Some Cell Therapies Work by Dying, New Research Shows
Certain cell therapies that hold promise for treating autoimmune diseases like multiple sclerosis might work not because of the way the cells live in the body during treatment, but because of how they die.
A better understanding of how these cell therapies work “is important in designing treatment protocols that improve disease outcomes,” Tracy Heng, PhD, a professor at Monash University, in Australia, said in a press release announcing the findings of a new study that uncovered some of the workings of mesenchymal stromal cells, or MSCs, also sometimes called mesenchymal stem cells.
Heng, also deputy head of the immunity program at the Biomedicine Discovery Institute at Monash, and her colleagues reported their findings in a study titled “Mesenchymal stromal cell apoptosis is required for their therapeutic function,” published in Nature Communications.
MSCs are a specific type of stem cell that is able to grow and differentiate into bone, cartilage, muscle, and fat cells, as well as connective tissue. When these cells are given therapeutically, they are known to exert anti-inflammatory effects.
It has long been assumed that MSCs exhibit their inflammation-reducing effects by living in the body and secreting anti-inflammatory signaling molecules. However, “there is little evidence that these cells even survive infusion or injection,” the researchers wrote.
Through a series of detailed cell-tracking experiments, the scientists at Monash now demonstrated that, when MSCs are administered to the lungs of mice with asthma, they promptly die and are cleared within a day. More specifically, administered MSCs undergo a type of cell death called apoptosis.
When people think of a cell dying, they might think of the cell being physically ripped apart or bursting, with its contents spewing out, perhaps after an injury. This does happen, and it’s called necrosis. Importantly, this form of cell death usually means that something is seriously wrong, so it triggers the immune system to activate.
By contrast, apoptosis is a form of programmed cell death, which happens as a part of many normal bodily processes. When cells undergo apoptosis, they basically break themselves down into neat little fragments of cellular debris, which can then be cleared away by immune cells. Notably, apoptosis is “immunologically silent,” meaning that cellular debris from cells that die via apoptosis doesn’t activate the immune system.
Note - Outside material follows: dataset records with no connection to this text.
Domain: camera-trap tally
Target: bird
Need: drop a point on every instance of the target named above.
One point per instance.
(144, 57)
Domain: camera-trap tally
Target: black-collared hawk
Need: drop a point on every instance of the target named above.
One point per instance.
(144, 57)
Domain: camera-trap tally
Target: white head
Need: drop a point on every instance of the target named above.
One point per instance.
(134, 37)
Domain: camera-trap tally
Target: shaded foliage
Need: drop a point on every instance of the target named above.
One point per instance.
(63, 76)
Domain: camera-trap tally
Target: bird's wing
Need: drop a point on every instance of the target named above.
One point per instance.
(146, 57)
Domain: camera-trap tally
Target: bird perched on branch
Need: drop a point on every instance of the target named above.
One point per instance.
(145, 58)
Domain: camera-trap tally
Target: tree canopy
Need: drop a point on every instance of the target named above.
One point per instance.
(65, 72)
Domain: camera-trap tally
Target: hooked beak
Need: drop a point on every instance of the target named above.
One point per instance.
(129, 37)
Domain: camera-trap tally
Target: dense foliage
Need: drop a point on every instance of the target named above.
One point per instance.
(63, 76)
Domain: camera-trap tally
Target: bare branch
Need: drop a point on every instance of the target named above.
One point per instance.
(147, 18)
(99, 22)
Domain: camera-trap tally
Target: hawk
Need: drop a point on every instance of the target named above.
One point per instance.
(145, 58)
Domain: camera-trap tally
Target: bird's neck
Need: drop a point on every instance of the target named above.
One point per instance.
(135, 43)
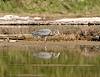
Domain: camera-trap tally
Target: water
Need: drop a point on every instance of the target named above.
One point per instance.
(60, 60)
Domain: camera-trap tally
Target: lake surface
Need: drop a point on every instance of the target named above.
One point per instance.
(49, 60)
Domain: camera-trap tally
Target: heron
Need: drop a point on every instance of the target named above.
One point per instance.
(43, 33)
(47, 55)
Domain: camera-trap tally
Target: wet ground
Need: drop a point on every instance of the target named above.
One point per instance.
(50, 59)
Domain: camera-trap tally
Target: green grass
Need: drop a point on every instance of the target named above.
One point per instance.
(15, 62)
(76, 7)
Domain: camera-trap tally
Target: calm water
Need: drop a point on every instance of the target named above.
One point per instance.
(45, 61)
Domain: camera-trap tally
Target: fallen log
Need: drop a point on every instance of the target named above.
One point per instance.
(65, 21)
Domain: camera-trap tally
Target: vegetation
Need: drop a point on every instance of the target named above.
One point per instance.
(15, 62)
(76, 7)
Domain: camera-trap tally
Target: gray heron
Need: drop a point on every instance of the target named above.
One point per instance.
(44, 33)
(47, 55)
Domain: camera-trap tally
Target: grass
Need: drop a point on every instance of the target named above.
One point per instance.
(63, 7)
(17, 60)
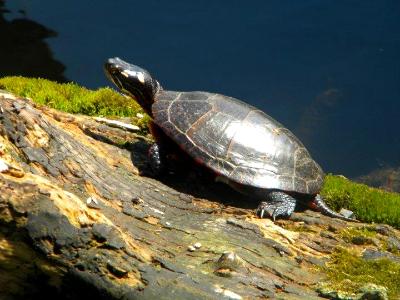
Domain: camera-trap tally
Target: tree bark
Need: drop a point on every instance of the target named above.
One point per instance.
(79, 219)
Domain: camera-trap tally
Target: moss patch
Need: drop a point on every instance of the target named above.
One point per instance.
(368, 204)
(72, 98)
(347, 273)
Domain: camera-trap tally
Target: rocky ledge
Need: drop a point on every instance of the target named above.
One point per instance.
(79, 219)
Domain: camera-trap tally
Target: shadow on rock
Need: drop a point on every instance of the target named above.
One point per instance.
(24, 50)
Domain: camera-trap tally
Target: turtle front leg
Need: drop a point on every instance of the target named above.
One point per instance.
(278, 204)
(157, 159)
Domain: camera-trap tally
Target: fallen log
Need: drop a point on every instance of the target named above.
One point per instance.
(79, 219)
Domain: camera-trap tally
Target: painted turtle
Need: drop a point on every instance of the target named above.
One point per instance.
(246, 148)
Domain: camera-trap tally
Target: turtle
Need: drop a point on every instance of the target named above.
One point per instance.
(243, 146)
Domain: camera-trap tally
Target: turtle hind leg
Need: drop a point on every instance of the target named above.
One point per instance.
(278, 204)
(323, 208)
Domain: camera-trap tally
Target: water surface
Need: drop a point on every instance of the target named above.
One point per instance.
(328, 70)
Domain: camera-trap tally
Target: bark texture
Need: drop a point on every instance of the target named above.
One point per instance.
(78, 220)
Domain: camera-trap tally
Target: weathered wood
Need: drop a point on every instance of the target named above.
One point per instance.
(75, 212)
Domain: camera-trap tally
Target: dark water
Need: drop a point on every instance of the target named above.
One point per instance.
(328, 70)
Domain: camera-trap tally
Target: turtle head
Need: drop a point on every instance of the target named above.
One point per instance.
(133, 81)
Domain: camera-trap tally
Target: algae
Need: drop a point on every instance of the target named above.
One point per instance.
(347, 273)
(72, 98)
(368, 204)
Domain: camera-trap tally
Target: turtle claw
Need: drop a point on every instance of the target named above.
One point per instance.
(279, 205)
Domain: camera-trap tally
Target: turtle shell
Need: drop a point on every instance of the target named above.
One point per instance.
(237, 140)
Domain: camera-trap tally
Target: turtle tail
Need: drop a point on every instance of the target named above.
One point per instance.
(323, 208)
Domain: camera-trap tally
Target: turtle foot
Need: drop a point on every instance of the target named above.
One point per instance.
(279, 204)
(156, 160)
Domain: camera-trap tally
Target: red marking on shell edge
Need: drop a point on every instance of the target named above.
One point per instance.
(312, 205)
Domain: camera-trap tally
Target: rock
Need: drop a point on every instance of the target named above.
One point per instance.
(135, 245)
(347, 213)
(107, 234)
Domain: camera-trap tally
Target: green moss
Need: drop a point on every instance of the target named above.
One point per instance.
(72, 98)
(347, 272)
(368, 204)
As an example, apoptosis occurs early in pregnancy to eliminate unwanted cells, such as those between the fingers of a baby’s developing hand.
In the asthma model, treatment with MSCs that had already been injured to the point that they would soon undergo apoptosis was similarly as effective at reducing inflammation as treatment with living cells.
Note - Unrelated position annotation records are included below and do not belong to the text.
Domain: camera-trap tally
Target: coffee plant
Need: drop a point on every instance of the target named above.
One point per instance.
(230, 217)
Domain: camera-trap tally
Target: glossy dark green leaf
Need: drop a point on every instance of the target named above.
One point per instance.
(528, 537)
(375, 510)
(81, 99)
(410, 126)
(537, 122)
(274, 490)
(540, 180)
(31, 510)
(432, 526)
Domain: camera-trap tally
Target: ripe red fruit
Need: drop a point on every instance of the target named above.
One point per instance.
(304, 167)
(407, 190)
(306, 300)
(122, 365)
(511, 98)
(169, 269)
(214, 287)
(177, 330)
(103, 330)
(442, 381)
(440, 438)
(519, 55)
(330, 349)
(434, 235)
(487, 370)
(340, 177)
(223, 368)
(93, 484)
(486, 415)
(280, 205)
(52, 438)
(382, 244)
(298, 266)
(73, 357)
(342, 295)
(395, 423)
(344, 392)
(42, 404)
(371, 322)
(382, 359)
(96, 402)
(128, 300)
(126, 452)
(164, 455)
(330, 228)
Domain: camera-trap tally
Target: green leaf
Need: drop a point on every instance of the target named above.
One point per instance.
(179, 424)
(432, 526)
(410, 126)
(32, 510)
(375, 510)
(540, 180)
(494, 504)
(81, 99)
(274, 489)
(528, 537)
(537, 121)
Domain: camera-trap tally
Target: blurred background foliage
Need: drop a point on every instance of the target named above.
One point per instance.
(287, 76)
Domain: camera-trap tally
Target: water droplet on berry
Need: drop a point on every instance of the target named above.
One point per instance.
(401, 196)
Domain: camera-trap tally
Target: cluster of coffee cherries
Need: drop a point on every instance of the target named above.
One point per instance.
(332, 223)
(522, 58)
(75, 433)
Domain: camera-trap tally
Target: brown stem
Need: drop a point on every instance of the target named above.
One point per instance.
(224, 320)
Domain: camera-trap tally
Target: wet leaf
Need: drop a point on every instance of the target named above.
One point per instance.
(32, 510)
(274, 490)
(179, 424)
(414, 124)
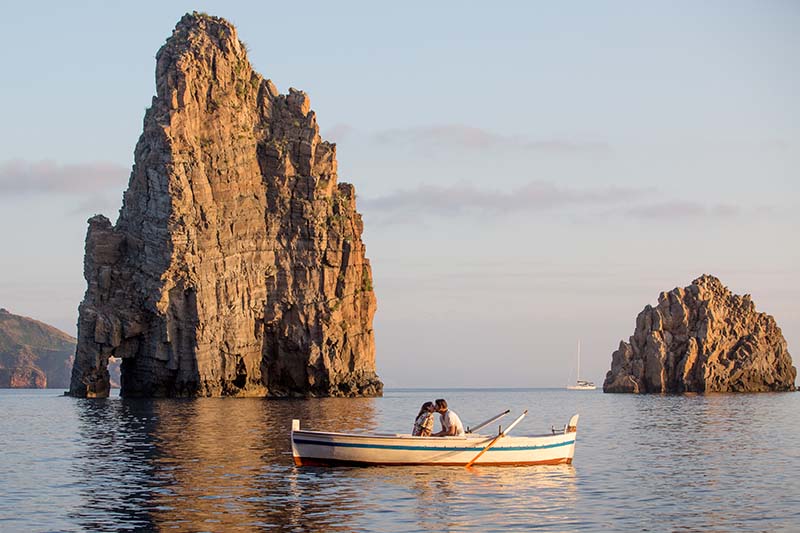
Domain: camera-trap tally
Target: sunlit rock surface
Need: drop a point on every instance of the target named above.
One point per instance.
(236, 266)
(702, 338)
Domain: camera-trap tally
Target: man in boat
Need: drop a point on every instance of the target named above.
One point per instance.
(451, 423)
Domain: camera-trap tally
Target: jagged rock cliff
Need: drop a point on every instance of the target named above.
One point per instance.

“Apoptotic MSCs exerted immunosuppressive [anti-inflammatory] effects in the lungs and inhibited allergic asthma to a similar extent as administration with viable MSCs,” the scientists wrote.
In other experiments, the researchers engineered MSCs that lacked certain genes critical for apoptosis, so that the cells couldn’t undergo this type of programmed cell death. These “apoptosis-resistant” MSCs were markedly less effective at suppressing the immune response in the asthma model.
Similar results also were found in mice with experimental autoimmune encephalitis (EAE), a mouse model of multiple sclerosis.
“These findings indicate that apoptosis of MSCs is necessary for efficient in vivo [in the body] immunosuppression and therapeutic efficacy,” the team wrote.
Further experiments unraveled the general mechanism behind this effect: when the MSCs are injected into mice and undergo apoptosis, the fragments of these cells are taken up by immune cells like macrophages through a specific form of phagocytosis or cellular eating called efferocytosis.
Unlike the more usual form of cellular eating, called phagocytosis, efferocytosis also is immunologically silent, and does not cause the activation of other branches of the immune system. In fact, after the macrophages take MSC fragments, their activity became markedly more anti-inflammatory.
“Taken together, our data demonstrate that efferocytosis of apoptotic MSCs causes sustained alterations in [macrophage] immunometabolism and function that directly inhibit lung inflammation,” the researchers wrote.
According to the researchers, the new findings have “broad implications for the effective translation of cell-based therapies.” MSCs currently are being investigated in clinical trials as therapeutic agents, the team noted.
“Our data suggest that the inhibitory effects of MSC administration are mediated by the host phagocytic response to MSC apoptosis, rather than cell-intrinsic immunosuppression by viable MSCs,” the team concluded.